The Fisher Effect’s economic theory describes the relationship between nominal interest rates, inflation, and real interest rates. Quoted market levels and lending agreements reference nominal rates. U.S. Treasury bonds, mortgage rates, and auto financing rates are nominal rates that account for inflation. Real rates remove inflation and leave us with a more meaningful comparison point across periods. Lending agreements do not reference real rates, but real rates offer a more accurate measure of purchasing power progress.
For example, say you borrow money to buy a house at 3%, and inflation is 2%. The nominal rate for your loan is 3%, and the real rate is 1% (3% less 2% inflation). Now say your nominal mortgage rate is 3%. The most recent inflation measures for 2021 showed the Consumer Price Index increasing 7%, so the new real borrowing rate is -4%. Assuming the inflation rate stays elevated over the life of your loan, the lender will have less purchasing power after inflation, and the borrower will have paid off their fixed rates loan with inflated money.

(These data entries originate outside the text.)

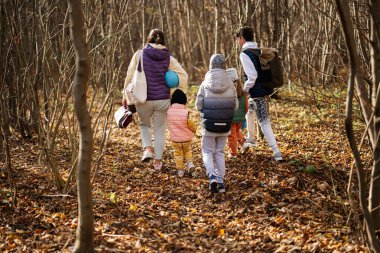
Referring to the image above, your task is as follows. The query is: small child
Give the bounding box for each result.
[195,54,238,193]
[167,89,196,177]
[226,68,247,158]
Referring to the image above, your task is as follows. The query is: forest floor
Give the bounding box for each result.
[0,87,370,252]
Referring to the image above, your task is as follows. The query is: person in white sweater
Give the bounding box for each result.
[236,26,283,161]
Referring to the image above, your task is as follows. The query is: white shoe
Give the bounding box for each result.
[187,162,195,174]
[141,150,153,162]
[177,169,185,177]
[228,153,237,159]
[273,151,283,161]
[241,142,256,154]
[187,162,195,169]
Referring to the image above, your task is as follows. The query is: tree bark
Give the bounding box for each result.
[67,0,94,252]
[335,0,380,251]
[214,0,219,54]
[369,0,380,234]
[273,0,280,47]
[334,0,374,145]
[142,0,146,46]
[0,94,17,207]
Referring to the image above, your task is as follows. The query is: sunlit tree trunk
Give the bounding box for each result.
[214,0,219,54]
[335,0,380,251]
[369,0,380,234]
[285,0,292,87]
[67,0,94,252]
[142,0,146,46]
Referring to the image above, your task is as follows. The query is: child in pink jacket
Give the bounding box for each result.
[167,89,196,177]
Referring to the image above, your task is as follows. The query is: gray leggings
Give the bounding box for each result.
[136,99,170,160]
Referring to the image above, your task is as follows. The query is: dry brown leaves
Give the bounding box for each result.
[0,89,369,252]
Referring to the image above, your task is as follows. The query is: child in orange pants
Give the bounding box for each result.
[226,68,247,158]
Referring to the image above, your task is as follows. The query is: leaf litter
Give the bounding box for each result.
[0,90,369,252]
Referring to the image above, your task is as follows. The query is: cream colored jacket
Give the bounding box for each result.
[123,43,188,92]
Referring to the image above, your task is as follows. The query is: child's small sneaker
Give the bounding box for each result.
[177,169,185,177]
[209,175,218,193]
[187,161,195,174]
[141,150,153,162]
[273,151,283,161]
[228,153,237,159]
[153,161,163,170]
[217,183,226,193]
[241,141,256,154]
[187,161,195,169]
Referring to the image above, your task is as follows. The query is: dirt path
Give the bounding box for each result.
[0,90,366,252]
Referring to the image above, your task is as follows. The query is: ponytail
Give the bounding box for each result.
[147,29,165,46]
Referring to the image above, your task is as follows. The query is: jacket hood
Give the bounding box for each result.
[203,69,233,94]
[144,43,170,61]
[242,41,258,50]
[209,54,226,70]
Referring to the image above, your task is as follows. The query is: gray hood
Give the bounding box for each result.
[203,69,233,94]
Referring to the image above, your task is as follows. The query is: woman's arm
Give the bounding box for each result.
[168,56,188,88]
[123,50,141,92]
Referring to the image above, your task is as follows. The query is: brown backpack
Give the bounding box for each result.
[251,48,284,89]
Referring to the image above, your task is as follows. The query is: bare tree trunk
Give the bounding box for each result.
[273,0,280,47]
[335,1,374,145]
[261,0,270,45]
[0,94,17,207]
[214,0,219,54]
[369,0,380,234]
[285,0,292,88]
[335,0,380,251]
[142,0,146,46]
[67,0,94,252]
[246,0,253,27]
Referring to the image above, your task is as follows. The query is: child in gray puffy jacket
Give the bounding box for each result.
[195,54,238,193]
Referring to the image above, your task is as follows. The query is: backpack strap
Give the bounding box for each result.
[242,48,262,72]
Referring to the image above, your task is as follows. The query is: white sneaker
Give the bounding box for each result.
[187,162,195,174]
[241,142,256,154]
[187,162,195,169]
[141,150,153,162]
[228,153,237,159]
[273,151,283,161]
[177,169,185,177]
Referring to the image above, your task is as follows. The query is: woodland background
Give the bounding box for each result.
[1,0,380,252]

Imagine receiving a 5% nominal raise at work for 2022, and inflation is 2%. Your real rate of wage increase is 3%, bringing you more purchasing power. However, considered against 7% CPI, your raise is now a purchasing power loss of -2% due to inflation. Low unemployment has finally raised wages for skilled and unskilled labor. Unfortunately for too many workers, higher inflation turns those overdue wage increases into reduced purchasing power.
The difference between nominal and real applies to economic growth measurements too. Nominal GDP growth accounts for inflation, whereas real GDP adjusts inflation out. According to the Bureau of Economic Analysis (BEA), for 2021, nominal GDP (the BEA calls it current-dollar GDP) was 10%, but real GDP growth was 5.7%. Real growth allows you to compare periods across time to see how productivity grows without being misled by increasing price levels.

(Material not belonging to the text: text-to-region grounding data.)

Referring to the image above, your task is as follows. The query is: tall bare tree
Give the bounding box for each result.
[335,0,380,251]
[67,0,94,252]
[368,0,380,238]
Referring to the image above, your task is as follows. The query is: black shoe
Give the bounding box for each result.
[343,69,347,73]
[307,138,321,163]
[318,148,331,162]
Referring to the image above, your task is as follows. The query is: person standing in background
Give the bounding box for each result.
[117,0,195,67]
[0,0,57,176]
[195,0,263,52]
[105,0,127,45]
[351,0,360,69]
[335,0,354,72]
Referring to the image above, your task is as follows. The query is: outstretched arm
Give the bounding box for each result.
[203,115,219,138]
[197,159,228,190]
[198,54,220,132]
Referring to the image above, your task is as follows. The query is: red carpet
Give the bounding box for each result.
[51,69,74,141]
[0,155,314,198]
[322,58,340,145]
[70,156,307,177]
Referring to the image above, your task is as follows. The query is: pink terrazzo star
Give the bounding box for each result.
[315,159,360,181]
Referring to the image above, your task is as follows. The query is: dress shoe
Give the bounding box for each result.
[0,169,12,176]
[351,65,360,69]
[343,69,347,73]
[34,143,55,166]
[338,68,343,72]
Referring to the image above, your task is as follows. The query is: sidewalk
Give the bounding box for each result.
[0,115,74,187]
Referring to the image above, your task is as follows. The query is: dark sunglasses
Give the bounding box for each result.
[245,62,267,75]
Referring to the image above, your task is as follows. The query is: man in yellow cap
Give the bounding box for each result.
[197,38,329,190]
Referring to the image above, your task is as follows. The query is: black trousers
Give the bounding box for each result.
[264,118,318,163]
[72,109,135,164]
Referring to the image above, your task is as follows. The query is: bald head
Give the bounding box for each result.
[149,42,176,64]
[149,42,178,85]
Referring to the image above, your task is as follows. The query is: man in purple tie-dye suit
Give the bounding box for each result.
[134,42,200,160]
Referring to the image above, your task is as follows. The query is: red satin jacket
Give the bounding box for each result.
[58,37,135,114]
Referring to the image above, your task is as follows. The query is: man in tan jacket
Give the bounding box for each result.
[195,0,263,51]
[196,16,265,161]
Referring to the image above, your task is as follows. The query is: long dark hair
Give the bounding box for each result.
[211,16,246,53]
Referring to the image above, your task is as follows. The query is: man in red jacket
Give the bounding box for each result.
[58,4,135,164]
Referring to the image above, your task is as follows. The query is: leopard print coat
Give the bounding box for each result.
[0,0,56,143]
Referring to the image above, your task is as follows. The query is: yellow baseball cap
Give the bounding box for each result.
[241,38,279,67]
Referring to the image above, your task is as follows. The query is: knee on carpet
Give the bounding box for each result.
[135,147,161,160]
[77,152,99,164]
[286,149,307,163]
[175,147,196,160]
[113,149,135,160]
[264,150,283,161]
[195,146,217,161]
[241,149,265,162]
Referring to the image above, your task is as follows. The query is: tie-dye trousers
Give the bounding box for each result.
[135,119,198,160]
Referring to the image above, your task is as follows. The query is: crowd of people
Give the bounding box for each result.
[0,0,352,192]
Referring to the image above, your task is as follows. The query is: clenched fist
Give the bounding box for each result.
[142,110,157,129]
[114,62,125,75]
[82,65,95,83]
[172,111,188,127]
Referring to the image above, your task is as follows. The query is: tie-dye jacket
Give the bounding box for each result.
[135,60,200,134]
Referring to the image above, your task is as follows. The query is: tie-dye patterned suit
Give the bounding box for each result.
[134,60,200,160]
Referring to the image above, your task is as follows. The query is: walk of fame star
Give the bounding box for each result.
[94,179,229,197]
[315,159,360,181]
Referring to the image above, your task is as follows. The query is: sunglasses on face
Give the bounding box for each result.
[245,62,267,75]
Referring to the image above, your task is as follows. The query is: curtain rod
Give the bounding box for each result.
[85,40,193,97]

Federal Reserve policy impacts nominal rates directly and real interest rates indirectly. The Fed sets the overnight nominal interest rate, currently 0%. It also purchases U.S. Treasury notes to keep rates used for terms longer than overnight lower and purchases Mortgage-Backed Securities to help lower home borrowing rates. These actions offer more liquidity to market participants to increase economic activity.

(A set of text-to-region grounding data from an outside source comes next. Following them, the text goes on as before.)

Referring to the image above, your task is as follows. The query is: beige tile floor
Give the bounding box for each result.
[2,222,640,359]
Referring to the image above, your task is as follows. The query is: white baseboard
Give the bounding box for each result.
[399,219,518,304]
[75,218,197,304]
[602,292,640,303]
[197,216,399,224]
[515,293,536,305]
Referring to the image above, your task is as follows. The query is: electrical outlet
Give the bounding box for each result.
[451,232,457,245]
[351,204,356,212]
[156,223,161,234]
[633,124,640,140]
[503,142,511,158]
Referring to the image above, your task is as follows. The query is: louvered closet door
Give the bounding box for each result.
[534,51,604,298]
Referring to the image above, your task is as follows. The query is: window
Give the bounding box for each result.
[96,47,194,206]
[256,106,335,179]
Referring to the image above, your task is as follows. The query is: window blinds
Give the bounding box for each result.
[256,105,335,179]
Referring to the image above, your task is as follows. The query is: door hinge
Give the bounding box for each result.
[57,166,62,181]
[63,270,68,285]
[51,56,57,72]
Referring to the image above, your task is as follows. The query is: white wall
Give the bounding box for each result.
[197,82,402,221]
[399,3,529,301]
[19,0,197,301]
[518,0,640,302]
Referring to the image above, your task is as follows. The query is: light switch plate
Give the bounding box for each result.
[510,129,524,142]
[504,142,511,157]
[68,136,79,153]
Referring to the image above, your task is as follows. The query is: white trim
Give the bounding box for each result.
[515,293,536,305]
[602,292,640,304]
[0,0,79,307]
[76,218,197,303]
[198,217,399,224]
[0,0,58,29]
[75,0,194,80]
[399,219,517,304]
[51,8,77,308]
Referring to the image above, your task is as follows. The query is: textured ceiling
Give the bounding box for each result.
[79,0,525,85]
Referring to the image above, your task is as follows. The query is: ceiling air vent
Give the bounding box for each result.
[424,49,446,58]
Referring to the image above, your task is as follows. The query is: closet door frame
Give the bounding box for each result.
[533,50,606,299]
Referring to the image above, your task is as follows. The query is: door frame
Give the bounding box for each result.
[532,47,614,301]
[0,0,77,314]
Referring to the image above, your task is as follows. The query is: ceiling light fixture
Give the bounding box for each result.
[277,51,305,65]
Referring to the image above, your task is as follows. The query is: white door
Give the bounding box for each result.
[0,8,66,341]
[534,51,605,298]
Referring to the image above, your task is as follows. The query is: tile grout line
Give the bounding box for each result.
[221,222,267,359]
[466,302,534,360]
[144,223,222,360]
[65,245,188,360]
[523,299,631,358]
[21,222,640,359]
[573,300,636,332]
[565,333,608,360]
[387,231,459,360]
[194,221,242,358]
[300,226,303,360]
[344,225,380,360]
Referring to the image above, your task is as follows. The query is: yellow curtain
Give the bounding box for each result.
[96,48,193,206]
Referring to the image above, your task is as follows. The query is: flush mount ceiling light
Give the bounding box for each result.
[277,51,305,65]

Federal Reserve policies also impact the stable value of money, and sometimes these policies go too far for too long in one direction, which is where we are now. Higher inflation forces us to return attention to real rates because it drives them down without the Fed intending to do so. At the same time that the Fed will be raising nominal rates, it may find itself in the uncomfortable position of having presided over the highest inflation readings in four decades and pushed real rates to their lowest point ever.
Pay attention to real rates. If the Fed can’t wrangle inflation and raise them along with nominal rates, their monetary policy will stay as easy as ever.